Adaptive Beamforming for Directional Bat Detection

The BatGizmo has a pair of microphones. Their ports can be seen through a pair of holes 3 mm apart.

Note: I am continuing to make small updates to this page as I discover improvements to this technique.

I wrote up my bat detector design, the BatGizmo, in a previous blog. I noted there that it has two microphones and two independent signal processing channels. This allows for stereo bat detection. More importantly, it also allows for some interesting signal processing techniques including adaptive beamforming, outlined in this article.

There is a list of abbreviations at the end of this blog.

What is Adaptive Beamforming?

An interesting application for a bat detector with multiple microphones is beamforming. Beamforming is a method of combining the signals from multiple microphones, using different weights and delays, in such as way that the signal from a particular direction is favoured, and signals from other directions are attenuated. This is similar to the way a conference room phone can reinforce the sound from a single speaker in the room, and sound cancelling headphones can cancel unwanted sound.

A major benefit of beamforming in the field of bat detection is to maximize the strength of the signal from the bat of interest based on direction of arrival, while minimising the signals from other unwanted sources. Unwanted sound sources include:

Echoes and reverberation from the bat of interest.
Calls from other bats.
Other environmental noises: coughing, shuffling, passing bicycles, car ignition systems.
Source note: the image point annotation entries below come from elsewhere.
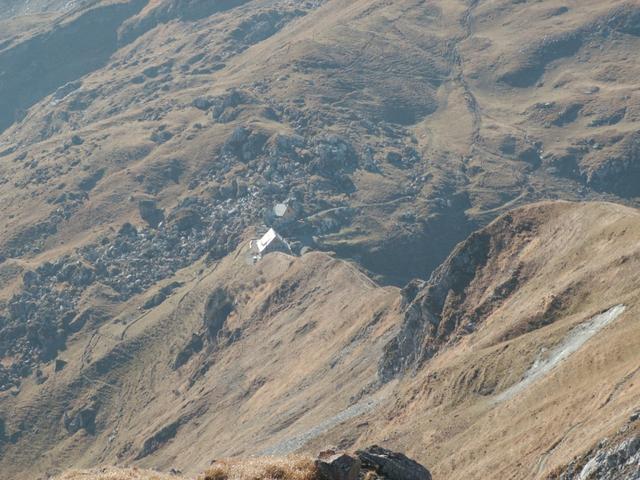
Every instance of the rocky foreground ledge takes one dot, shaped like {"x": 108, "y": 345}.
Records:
{"x": 373, "y": 463}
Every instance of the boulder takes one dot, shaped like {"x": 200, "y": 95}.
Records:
{"x": 391, "y": 465}
{"x": 338, "y": 466}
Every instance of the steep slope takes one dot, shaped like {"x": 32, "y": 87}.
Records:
{"x": 293, "y": 342}
{"x": 522, "y": 354}
{"x": 140, "y": 140}
{"x": 523, "y": 346}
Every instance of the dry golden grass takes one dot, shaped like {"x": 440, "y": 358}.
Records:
{"x": 267, "y": 468}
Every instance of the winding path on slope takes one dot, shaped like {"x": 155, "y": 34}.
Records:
{"x": 572, "y": 342}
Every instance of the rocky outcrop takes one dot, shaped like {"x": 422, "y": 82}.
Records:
{"x": 391, "y": 465}
{"x": 438, "y": 312}
{"x": 370, "y": 463}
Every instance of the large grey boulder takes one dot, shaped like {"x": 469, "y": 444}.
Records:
{"x": 391, "y": 465}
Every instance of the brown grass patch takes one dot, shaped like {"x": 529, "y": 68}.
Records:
{"x": 268, "y": 468}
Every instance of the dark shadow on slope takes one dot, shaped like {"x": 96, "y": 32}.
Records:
{"x": 38, "y": 66}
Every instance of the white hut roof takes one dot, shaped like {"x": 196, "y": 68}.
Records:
{"x": 266, "y": 240}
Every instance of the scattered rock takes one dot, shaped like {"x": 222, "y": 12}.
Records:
{"x": 150, "y": 212}
{"x": 391, "y": 465}
{"x": 338, "y": 466}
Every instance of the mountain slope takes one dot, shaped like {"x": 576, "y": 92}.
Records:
{"x": 293, "y": 354}
{"x": 143, "y": 144}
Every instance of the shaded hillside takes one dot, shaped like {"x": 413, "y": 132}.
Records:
{"x": 144, "y": 143}
{"x": 533, "y": 345}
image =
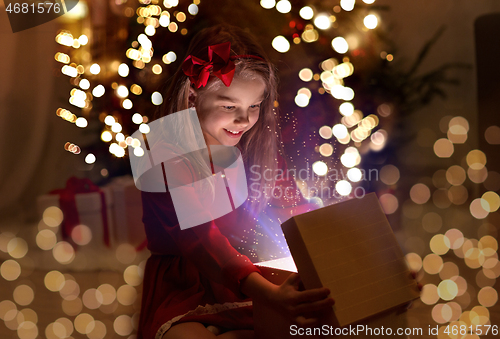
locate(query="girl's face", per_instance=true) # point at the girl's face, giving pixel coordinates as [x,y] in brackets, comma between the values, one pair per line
[228,112]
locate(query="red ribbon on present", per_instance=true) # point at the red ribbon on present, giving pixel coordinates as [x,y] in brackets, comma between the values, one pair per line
[219,61]
[67,203]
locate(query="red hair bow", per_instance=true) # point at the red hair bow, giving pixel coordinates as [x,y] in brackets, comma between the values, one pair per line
[198,70]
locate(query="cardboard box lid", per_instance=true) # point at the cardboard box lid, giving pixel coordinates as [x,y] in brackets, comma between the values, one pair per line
[350,248]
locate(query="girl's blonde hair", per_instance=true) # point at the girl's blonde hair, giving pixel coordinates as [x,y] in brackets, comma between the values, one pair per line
[260,145]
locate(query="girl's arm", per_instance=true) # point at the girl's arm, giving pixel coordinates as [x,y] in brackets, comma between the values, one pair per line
[301,307]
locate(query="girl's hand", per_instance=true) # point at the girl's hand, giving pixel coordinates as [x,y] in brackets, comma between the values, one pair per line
[302,307]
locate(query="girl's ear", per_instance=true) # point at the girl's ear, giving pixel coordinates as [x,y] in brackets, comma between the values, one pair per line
[192,97]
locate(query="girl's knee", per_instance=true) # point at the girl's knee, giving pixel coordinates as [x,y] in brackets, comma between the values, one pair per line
[188,330]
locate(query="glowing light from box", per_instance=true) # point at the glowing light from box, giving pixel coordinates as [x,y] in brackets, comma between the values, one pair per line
[123,70]
[389,203]
[193,9]
[69,71]
[64,38]
[456,238]
[70,291]
[389,175]
[320,168]
[284,6]
[281,44]
[138,152]
[150,30]
[487,296]
[354,174]
[81,122]
[420,193]
[267,4]
[305,74]
[95,69]
[63,252]
[347,5]
[492,135]
[306,13]
[144,128]
[84,84]
[120,137]
[92,298]
[476,159]
[116,127]
[301,100]
[326,150]
[81,235]
[52,216]
[126,295]
[46,239]
[325,132]
[429,295]
[122,91]
[455,175]
[340,45]
[156,69]
[370,21]
[98,91]
[477,210]
[478,176]
[109,120]
[447,289]
[322,21]
[84,323]
[343,187]
[127,104]
[54,281]
[106,136]
[439,244]
[23,295]
[137,118]
[346,109]
[17,248]
[156,98]
[125,253]
[72,307]
[133,275]
[62,57]
[340,131]
[10,270]
[414,261]
[123,325]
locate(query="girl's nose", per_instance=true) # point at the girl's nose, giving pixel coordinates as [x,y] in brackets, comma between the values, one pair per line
[242,117]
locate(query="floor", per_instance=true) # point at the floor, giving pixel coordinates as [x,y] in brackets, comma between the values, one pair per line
[53,295]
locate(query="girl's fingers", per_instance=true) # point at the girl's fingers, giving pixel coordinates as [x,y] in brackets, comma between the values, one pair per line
[306,322]
[312,295]
[312,307]
[293,279]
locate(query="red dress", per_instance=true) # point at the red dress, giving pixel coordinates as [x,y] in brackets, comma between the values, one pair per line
[195,274]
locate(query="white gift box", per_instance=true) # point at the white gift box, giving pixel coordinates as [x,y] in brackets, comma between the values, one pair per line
[95,252]
[127,212]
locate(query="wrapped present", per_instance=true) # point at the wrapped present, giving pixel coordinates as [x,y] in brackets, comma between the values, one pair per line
[82,203]
[350,248]
[127,213]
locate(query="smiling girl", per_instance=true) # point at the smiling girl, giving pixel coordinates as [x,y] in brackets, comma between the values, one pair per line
[199,282]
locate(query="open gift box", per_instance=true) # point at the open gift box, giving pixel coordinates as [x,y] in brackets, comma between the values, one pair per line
[350,248]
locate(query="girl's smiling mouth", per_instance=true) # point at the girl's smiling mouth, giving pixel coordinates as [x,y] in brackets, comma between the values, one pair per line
[233,134]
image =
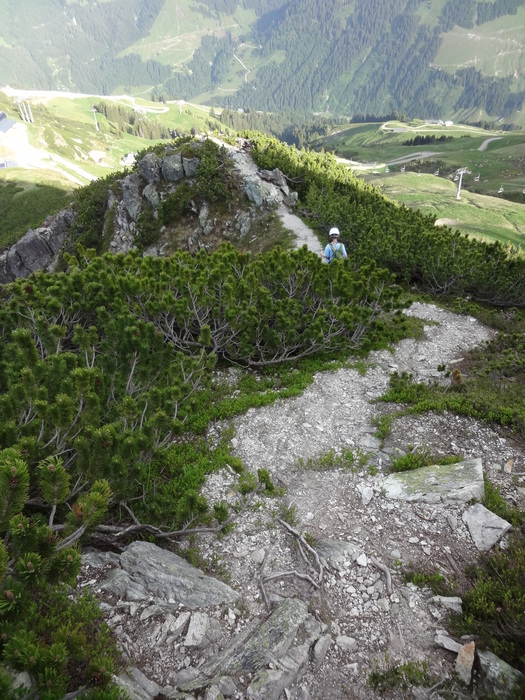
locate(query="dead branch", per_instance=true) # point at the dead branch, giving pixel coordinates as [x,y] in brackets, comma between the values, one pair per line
[284,574]
[261,583]
[302,541]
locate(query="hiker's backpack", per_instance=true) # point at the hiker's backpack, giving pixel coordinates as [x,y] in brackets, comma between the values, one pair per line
[338,252]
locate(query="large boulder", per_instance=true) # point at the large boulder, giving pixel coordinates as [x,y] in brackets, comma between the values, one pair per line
[460,482]
[147,571]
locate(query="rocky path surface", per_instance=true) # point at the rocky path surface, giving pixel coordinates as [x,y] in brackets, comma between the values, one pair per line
[331,546]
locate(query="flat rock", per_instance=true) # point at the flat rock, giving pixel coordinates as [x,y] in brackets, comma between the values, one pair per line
[149,571]
[485,527]
[460,482]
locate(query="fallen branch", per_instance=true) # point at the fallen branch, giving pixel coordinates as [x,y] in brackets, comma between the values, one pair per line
[261,583]
[302,541]
[283,574]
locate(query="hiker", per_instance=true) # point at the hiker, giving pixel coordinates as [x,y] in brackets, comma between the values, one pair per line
[334,250]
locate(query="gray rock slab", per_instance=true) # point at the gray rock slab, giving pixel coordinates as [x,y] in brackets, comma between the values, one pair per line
[446,642]
[269,684]
[336,552]
[460,482]
[465,662]
[148,571]
[485,527]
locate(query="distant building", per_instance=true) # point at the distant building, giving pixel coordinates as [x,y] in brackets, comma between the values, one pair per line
[5,123]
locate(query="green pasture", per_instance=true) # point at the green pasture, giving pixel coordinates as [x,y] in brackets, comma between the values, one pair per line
[27,197]
[67,126]
[494,48]
[176,34]
[484,217]
[501,163]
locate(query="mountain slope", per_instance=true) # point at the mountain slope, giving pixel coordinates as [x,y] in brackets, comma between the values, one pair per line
[428,58]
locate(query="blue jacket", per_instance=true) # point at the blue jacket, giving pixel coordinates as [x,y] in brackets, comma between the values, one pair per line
[329,253]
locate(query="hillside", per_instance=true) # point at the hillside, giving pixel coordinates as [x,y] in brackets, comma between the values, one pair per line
[230,423]
[425,58]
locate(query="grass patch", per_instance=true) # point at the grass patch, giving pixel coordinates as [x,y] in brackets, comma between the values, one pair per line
[400,677]
[26,205]
[347,459]
[494,501]
[421,457]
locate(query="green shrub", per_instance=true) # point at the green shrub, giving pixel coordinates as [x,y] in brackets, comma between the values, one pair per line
[493,608]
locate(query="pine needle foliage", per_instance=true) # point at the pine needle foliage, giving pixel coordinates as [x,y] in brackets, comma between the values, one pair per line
[58,638]
[439,261]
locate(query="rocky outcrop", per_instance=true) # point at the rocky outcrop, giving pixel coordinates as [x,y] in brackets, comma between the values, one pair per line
[38,249]
[460,482]
[254,193]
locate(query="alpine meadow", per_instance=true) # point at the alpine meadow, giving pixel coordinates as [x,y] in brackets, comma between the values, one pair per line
[169,175]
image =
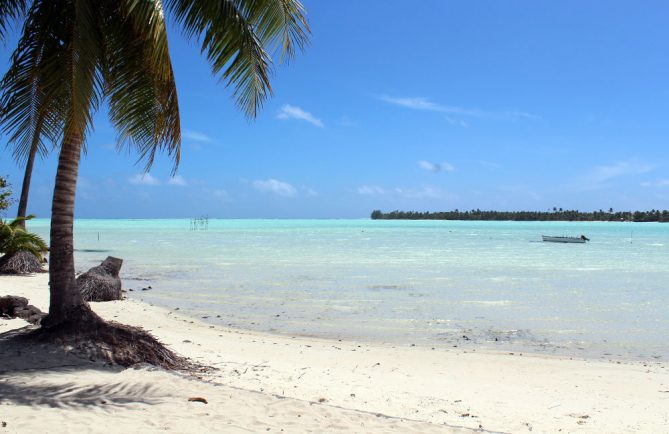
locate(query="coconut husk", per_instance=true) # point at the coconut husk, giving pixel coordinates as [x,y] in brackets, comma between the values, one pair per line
[102,283]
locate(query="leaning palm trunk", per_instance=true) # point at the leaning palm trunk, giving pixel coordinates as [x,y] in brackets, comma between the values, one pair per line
[66,300]
[25,188]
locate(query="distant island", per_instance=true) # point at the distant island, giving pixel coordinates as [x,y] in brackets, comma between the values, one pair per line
[557,214]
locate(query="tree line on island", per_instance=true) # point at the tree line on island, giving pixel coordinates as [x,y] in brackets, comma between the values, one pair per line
[556,214]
There is an assumption that the loudest ultrasonic sound present is the bat of interest. Clearly, this technique can result in spectrograms with improved signal to noise ratio.

Of course, bats move around a lot, often rather rapidly. To handle this situation, an adaptive beamforming method is used, so the favoured beamforming direction can track the movements of a flying bat.

This technique also allows the directions of arrival of different sounds to be visualised in a spectrogram as a range of colours, providing an intuitive and obvious way to distinguish calls from a particular bat. This can help in confusing situations when multiple bats and their echos are present.

Note that microphone baffles are not used when adaptive beamforming is being done – these are only required for stereo recording, see the section below. A clear path between the microphone ports is best for beamforming.

Background

Audio beamforming is an established technique for passive sonar. One of its earliest applications was detecting the direction of a submarine relative to a ship, based on the sound received by an array of audio sensors in the water. It has since become increasingly common in military, business and consumer products. ChatGPT has kindly listed some examples of its application in the appendix below.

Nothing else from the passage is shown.